Propranolol-induced reduction of signs of ischemic injury during acute myocardial infarction.

The effect of intravenous administration of propranolol (3 to 10 mg) was studied in 12 patients with acute anterior transmural myocardial infarction within the first 8 hours from the onset of pain. Criteria for inclusion in the study were persistence of ischemic pain, S-T segment elevation of 0.3 or more mg in at least two standard precordial leads, heart rate of 80 or more beats/min, mean arterial pressure of 75 or more mm Hg and cardiac index of 2.5 or more liters/min per m2. Within 30 minutes of administration of propranolol, the sum of S-T segment elevations from leads V1 through V6 (sigmaST6) and the average S-T segment elevation over the left precordium recorded from multiple unipolar leads (ST) decreased significantly by 40 and 39%, respectively.
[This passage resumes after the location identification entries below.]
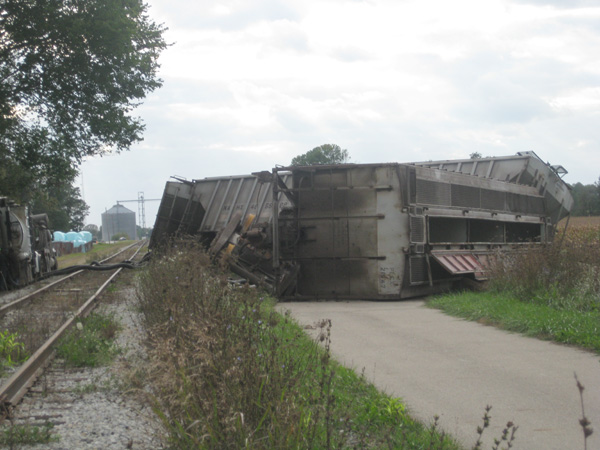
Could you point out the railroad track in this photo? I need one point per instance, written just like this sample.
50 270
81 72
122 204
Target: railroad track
42 317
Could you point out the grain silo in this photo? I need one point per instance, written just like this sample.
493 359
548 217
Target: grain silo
117 220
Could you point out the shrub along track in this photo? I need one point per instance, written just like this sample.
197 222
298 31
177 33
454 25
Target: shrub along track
42 317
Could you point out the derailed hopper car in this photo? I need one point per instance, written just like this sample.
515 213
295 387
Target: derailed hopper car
369 231
25 245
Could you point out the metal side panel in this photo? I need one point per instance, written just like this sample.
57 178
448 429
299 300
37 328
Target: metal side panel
461 263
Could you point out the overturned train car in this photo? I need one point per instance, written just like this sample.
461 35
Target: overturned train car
369 231
25 245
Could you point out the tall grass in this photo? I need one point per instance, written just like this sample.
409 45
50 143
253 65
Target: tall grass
229 372
564 275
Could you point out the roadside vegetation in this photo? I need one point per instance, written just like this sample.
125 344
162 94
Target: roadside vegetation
16 436
230 372
12 350
551 292
91 342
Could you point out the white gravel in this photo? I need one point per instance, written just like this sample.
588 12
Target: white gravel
96 408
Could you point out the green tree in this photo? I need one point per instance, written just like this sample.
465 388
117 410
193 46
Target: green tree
71 72
323 154
64 206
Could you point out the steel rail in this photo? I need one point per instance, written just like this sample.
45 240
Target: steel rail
15 388
21 301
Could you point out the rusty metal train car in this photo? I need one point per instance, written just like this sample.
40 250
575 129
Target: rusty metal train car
25 245
369 231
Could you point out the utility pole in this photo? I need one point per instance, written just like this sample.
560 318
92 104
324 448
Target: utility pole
141 206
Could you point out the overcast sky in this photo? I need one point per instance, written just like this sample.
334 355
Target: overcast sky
251 84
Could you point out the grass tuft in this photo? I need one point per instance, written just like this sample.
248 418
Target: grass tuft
91 342
17 435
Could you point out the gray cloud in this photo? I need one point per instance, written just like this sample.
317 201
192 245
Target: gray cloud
198 15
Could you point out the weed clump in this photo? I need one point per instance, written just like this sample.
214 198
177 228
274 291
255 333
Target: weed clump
12 351
230 372
90 343
17 435
564 275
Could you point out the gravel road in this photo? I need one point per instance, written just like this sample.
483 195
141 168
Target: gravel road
454 368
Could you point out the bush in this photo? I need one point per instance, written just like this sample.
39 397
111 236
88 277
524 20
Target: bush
564 275
229 372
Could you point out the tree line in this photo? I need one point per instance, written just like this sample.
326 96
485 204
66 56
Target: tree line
71 73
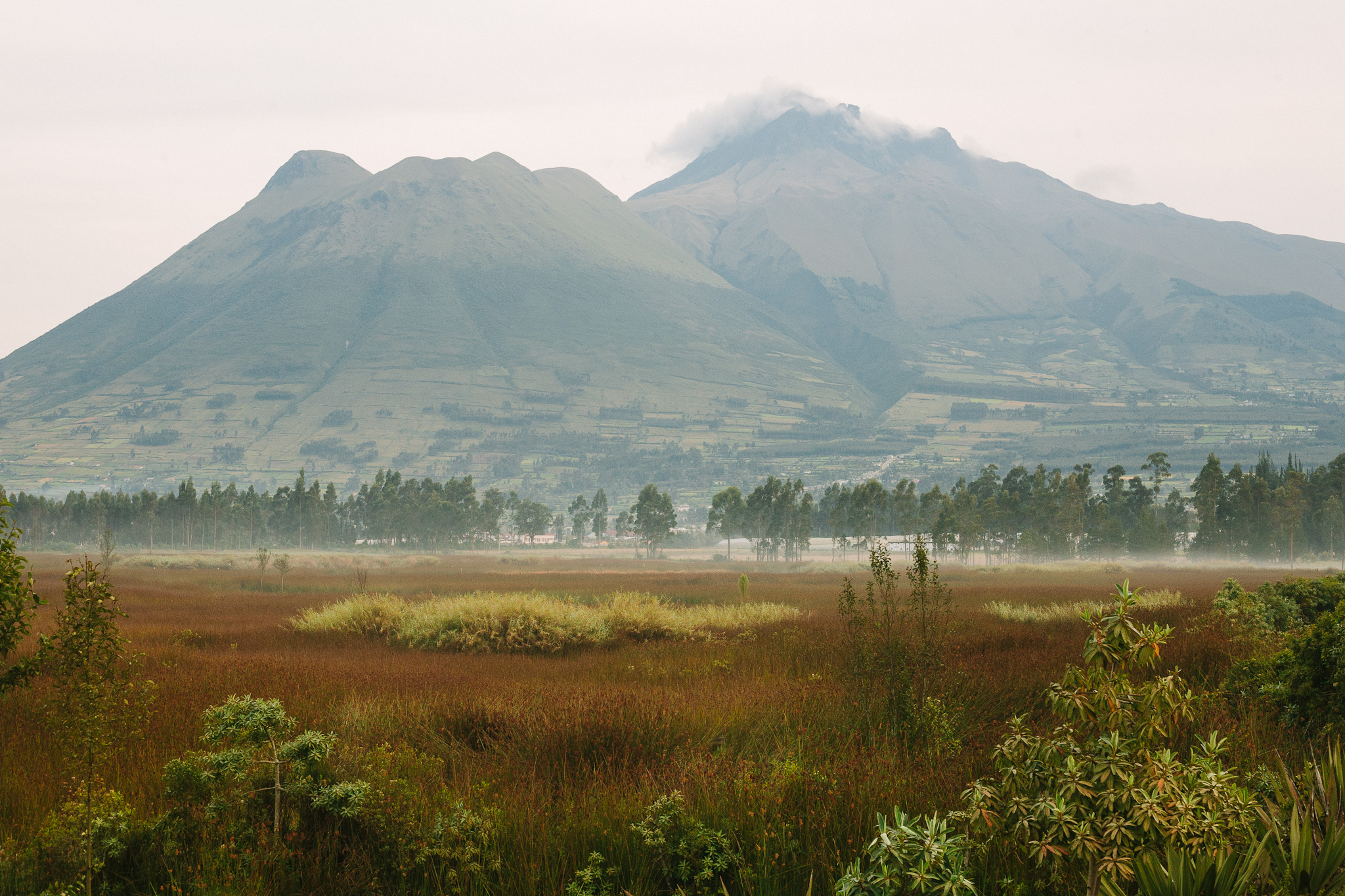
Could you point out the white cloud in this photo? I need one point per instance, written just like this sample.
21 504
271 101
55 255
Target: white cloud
739 114
1107 182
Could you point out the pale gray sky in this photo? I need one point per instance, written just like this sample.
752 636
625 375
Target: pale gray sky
128 129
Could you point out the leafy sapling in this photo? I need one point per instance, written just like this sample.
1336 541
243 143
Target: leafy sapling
18 606
99 699
282 565
263 559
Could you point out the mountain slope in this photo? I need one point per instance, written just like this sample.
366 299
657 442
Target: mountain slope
479 291
893 250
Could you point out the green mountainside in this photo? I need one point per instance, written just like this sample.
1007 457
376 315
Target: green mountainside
439 316
822 299
943 281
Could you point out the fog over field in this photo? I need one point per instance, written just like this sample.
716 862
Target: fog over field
673 450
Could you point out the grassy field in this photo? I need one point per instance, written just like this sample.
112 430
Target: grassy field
753 726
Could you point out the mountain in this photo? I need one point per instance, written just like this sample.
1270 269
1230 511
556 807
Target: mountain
822 297
349 320
900 251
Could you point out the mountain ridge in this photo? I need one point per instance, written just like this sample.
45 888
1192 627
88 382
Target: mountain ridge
818 286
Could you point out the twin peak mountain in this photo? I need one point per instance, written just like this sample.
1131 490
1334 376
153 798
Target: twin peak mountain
817 263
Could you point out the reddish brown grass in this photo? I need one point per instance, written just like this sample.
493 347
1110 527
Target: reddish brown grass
569 748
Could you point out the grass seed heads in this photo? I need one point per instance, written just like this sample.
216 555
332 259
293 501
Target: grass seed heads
533 622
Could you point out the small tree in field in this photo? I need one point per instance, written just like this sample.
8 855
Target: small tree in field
1105 788
250 733
263 559
896 644
108 548
99 696
654 517
282 565
18 605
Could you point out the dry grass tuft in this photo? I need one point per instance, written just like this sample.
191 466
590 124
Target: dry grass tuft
1056 612
531 622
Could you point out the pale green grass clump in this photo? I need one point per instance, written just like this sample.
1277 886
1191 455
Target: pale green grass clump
1055 612
522 622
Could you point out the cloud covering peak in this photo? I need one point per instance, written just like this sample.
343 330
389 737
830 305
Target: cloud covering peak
738 114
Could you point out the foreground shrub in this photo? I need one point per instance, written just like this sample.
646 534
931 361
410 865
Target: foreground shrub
79 839
693 859
491 622
911 856
1057 612
1305 680
254 733
1106 788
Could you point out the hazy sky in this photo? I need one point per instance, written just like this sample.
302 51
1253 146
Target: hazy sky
127 129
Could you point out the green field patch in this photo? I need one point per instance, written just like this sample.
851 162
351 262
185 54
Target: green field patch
533 622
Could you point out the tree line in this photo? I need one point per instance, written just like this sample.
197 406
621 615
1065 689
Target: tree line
1264 512
390 511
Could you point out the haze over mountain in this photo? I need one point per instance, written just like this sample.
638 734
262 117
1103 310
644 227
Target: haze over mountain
821 292
865 234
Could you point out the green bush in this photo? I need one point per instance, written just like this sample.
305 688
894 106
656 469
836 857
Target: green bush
61 842
1306 680
1259 613
911 856
692 857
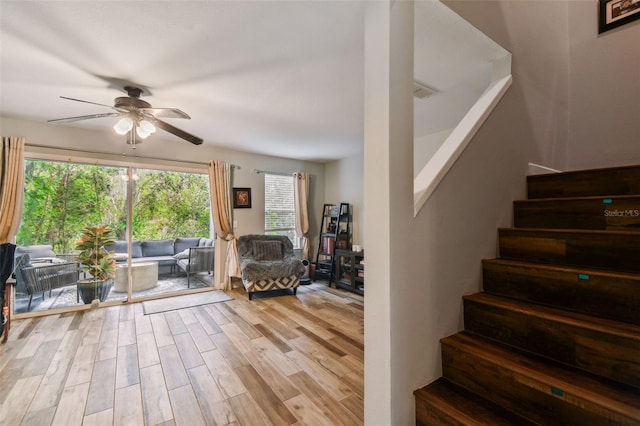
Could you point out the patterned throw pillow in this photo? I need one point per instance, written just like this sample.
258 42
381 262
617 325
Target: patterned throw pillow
267 250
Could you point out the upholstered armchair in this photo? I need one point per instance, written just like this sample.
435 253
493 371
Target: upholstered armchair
268 263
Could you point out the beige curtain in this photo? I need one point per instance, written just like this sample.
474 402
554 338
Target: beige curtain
11 187
301 200
220 187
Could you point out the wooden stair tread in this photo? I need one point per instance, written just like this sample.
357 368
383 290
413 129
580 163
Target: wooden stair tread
442 402
617 250
556 231
601 325
598 213
623 180
598 198
567 268
598 292
575 388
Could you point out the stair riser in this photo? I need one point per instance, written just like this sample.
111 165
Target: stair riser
596 352
540 402
620 251
622 214
605 182
427 414
604 295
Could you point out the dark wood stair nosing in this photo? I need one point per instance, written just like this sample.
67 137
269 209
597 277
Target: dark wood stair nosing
580 395
597 346
572 288
442 401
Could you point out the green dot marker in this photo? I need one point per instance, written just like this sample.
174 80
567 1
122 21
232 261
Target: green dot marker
556 391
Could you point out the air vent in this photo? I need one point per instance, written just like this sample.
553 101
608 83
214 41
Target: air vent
421 91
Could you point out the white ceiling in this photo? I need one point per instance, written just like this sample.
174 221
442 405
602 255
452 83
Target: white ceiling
283 78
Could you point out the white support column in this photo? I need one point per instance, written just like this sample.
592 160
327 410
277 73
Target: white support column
388 200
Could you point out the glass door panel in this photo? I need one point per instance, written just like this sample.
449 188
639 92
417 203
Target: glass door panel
61 199
171 248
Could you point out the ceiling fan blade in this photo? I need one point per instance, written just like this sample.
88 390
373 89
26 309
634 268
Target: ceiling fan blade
166 112
86 102
86 117
175 131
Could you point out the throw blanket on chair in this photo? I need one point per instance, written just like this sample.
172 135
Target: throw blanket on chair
267 262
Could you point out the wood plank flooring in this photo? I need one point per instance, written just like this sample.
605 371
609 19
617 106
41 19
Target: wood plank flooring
281 360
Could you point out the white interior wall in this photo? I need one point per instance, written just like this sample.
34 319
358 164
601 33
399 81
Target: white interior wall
388 189
344 182
425 146
604 94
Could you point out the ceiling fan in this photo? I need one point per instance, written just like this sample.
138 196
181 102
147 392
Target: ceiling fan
138 117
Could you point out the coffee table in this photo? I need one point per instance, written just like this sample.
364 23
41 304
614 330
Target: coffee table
144 276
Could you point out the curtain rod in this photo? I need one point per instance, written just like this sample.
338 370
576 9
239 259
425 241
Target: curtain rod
123 155
256 171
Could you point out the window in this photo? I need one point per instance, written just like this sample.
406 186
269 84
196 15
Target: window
279 208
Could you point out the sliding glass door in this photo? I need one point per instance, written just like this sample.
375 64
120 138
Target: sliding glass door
169 221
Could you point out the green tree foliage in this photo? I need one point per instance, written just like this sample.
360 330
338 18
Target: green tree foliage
63 198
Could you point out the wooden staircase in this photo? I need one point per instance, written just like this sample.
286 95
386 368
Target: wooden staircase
554 338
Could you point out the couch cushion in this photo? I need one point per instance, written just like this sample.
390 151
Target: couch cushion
121 246
183 243
153 248
205 242
37 252
267 250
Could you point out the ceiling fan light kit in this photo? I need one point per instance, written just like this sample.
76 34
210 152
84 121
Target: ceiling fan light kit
138 114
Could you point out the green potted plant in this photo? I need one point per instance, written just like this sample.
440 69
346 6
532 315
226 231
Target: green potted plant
97 262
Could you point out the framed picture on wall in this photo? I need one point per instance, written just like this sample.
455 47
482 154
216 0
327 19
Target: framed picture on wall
614 13
241 198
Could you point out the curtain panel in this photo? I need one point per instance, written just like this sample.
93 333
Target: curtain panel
220 187
301 201
11 187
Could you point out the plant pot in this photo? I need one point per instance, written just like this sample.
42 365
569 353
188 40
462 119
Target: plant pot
90 290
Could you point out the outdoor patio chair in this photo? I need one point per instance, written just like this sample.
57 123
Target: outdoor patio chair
200 260
45 276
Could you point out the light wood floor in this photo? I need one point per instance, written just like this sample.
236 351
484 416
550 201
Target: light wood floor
271 361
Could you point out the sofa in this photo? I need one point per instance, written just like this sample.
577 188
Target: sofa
168 253
38 269
268 263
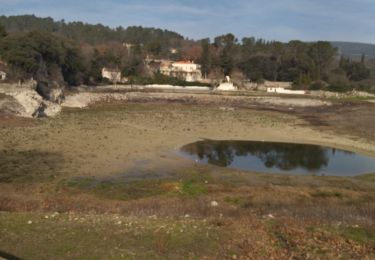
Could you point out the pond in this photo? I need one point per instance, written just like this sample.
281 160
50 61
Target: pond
273 157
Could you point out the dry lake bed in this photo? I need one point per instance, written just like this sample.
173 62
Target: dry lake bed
108 181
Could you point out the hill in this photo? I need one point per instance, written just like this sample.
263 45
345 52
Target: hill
355 50
92 34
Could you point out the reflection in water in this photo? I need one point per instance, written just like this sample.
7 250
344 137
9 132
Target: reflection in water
279 157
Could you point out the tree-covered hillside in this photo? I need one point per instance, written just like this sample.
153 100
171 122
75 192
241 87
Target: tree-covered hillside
92 34
355 50
74 53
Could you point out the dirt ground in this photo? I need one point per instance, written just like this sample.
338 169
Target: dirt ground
102 166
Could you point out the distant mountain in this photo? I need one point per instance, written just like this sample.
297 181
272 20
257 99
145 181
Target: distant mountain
355 50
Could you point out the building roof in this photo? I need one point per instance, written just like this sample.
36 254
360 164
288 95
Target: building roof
184 62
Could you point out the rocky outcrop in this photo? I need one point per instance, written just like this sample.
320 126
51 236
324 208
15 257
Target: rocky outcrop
50 91
81 100
24 101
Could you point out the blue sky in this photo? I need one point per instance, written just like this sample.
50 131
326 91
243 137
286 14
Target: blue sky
309 20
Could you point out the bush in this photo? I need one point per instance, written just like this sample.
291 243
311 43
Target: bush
163 80
339 88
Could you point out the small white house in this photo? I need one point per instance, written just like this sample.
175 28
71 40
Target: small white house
111 74
3 75
286 91
227 86
185 70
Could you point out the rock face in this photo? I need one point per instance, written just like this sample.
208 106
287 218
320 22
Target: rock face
50 91
24 101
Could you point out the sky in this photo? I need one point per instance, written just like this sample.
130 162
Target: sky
282 20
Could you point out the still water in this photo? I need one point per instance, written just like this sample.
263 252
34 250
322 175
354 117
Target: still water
272 157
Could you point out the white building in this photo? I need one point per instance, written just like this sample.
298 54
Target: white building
186 70
112 74
285 91
3 75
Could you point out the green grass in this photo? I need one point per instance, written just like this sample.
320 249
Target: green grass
29 166
192 188
242 202
119 190
359 234
67 236
327 194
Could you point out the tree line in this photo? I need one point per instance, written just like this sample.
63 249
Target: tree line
74 53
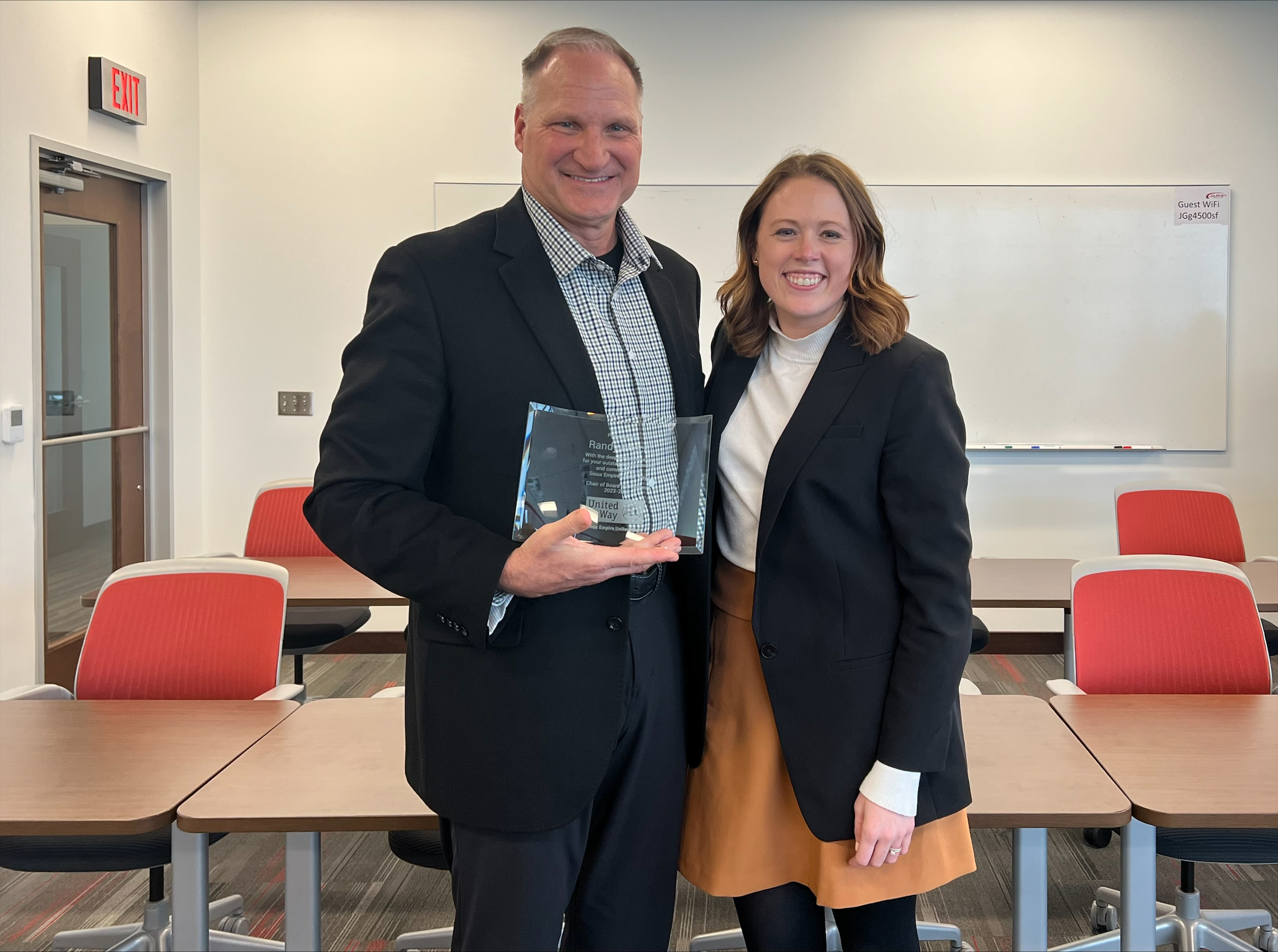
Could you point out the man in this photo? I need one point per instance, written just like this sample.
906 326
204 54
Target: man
545 700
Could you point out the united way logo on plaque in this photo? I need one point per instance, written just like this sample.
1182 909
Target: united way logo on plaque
640 473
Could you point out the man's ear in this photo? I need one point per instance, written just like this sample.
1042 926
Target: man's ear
521 127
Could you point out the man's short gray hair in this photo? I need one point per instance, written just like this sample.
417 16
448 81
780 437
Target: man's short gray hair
573 39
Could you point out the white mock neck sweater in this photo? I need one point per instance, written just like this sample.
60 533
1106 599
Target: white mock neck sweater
780 379
778 382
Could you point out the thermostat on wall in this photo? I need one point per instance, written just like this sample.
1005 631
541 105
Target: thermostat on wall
11 425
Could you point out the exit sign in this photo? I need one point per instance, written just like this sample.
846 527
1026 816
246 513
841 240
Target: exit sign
117 91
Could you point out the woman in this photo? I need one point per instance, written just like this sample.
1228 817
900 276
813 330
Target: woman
834 771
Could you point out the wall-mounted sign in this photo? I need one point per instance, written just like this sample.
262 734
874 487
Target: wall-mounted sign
116 91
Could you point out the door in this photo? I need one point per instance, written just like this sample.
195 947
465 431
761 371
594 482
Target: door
93 435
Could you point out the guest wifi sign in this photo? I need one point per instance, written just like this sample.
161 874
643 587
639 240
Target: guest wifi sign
1203 205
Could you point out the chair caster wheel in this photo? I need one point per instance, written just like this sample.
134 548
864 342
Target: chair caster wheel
1098 837
236 924
1105 918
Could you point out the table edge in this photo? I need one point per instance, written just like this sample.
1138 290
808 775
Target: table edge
1050 821
81 827
306 825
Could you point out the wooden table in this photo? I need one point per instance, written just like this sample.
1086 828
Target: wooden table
113 767
1030 774
1234 786
335 765
1264 582
318 582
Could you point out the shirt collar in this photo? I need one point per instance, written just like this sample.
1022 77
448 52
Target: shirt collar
565 252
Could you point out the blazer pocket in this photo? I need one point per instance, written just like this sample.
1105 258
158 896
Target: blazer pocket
867 662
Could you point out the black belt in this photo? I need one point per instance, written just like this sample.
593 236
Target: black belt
646 583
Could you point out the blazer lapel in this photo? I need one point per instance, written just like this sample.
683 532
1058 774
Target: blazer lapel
684 379
838 375
537 294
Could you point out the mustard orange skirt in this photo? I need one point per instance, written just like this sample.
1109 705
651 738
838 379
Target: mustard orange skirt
743 830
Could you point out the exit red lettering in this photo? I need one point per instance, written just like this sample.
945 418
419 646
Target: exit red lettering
124 91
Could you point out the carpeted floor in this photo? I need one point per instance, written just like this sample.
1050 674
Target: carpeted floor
370 896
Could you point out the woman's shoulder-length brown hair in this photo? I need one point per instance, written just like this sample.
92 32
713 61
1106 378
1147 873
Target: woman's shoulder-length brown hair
877 311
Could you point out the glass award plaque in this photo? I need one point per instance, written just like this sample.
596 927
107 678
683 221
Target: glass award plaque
640 473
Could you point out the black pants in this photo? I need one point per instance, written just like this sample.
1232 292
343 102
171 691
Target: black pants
607 878
789 918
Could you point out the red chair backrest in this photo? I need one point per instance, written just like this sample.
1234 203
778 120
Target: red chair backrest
278 527
1166 625
184 629
1178 521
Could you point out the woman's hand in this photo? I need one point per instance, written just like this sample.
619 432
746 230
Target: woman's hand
878 832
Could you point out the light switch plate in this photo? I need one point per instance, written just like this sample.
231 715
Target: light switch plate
294 403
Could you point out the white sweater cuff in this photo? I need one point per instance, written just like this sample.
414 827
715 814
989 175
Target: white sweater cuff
892 789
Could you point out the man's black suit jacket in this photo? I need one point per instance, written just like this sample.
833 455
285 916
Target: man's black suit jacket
417 484
862 598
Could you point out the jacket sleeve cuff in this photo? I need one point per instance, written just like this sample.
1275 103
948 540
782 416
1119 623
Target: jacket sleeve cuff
892 789
497 610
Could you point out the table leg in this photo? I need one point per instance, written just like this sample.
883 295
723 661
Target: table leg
190 890
302 892
1070 671
1139 886
1029 890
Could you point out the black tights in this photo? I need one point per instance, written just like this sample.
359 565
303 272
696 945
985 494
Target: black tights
789 918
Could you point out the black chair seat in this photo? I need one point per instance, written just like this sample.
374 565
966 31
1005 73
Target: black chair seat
1219 845
89 854
315 628
1259 846
979 636
421 847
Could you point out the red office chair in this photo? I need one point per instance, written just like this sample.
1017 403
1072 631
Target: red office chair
1157 624
190 629
279 530
1182 519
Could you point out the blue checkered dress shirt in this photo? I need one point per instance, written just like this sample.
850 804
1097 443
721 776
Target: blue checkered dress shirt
620 333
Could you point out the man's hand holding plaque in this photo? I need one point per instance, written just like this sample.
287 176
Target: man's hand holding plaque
641 476
552 560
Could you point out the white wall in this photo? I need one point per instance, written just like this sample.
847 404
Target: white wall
44 50
324 128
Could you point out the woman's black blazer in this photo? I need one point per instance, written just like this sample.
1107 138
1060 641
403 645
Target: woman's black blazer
863 600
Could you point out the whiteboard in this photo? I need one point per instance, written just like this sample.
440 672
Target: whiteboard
1072 316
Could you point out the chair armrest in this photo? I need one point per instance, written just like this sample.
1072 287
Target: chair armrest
37 692
1058 686
285 692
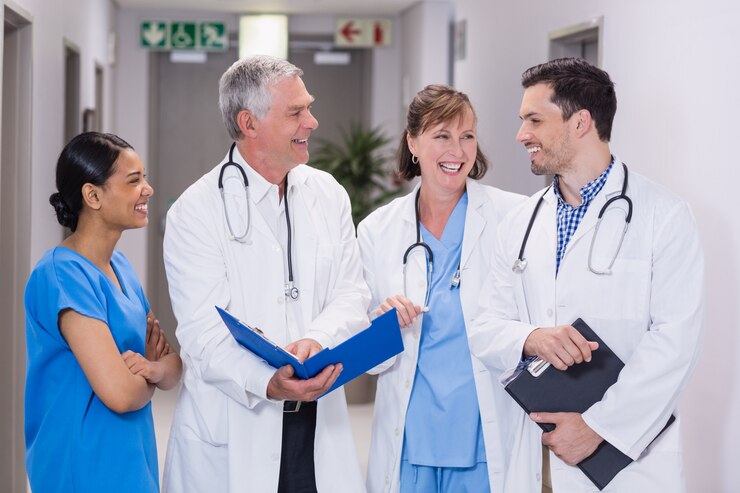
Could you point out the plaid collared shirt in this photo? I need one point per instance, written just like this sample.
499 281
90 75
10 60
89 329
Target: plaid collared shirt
569 217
At the same time, there was a significant reduction in heart rate (from 100+/-3 [standard error of the mean] to 79+/-4 beats/min), mean arterial pressure (from 112+/-6 to 95+/-5 mm Hg) and cardiac output (from 6.1+/-0.3 to 4.1+/-0.3 liters/min). Pulmonary capillary wedge pressure remained unaltered. Four hours later the hemodynamic variables had returned to control level, but the beneficial effect on myocardial injury persisted. These electrocardiographic changes were accompanied by resolution of ischemic pain and cessation of ventricular arrhythmias. The effects of propranolol were more pronounced in patients with angiographically demonstrable flow to the affected area of myocardium. Thus, administration of propranolol in the early hours of myocardial infarction can significantly reduce the signs of myocardial ischemic injury without excessively depressing myocardial function.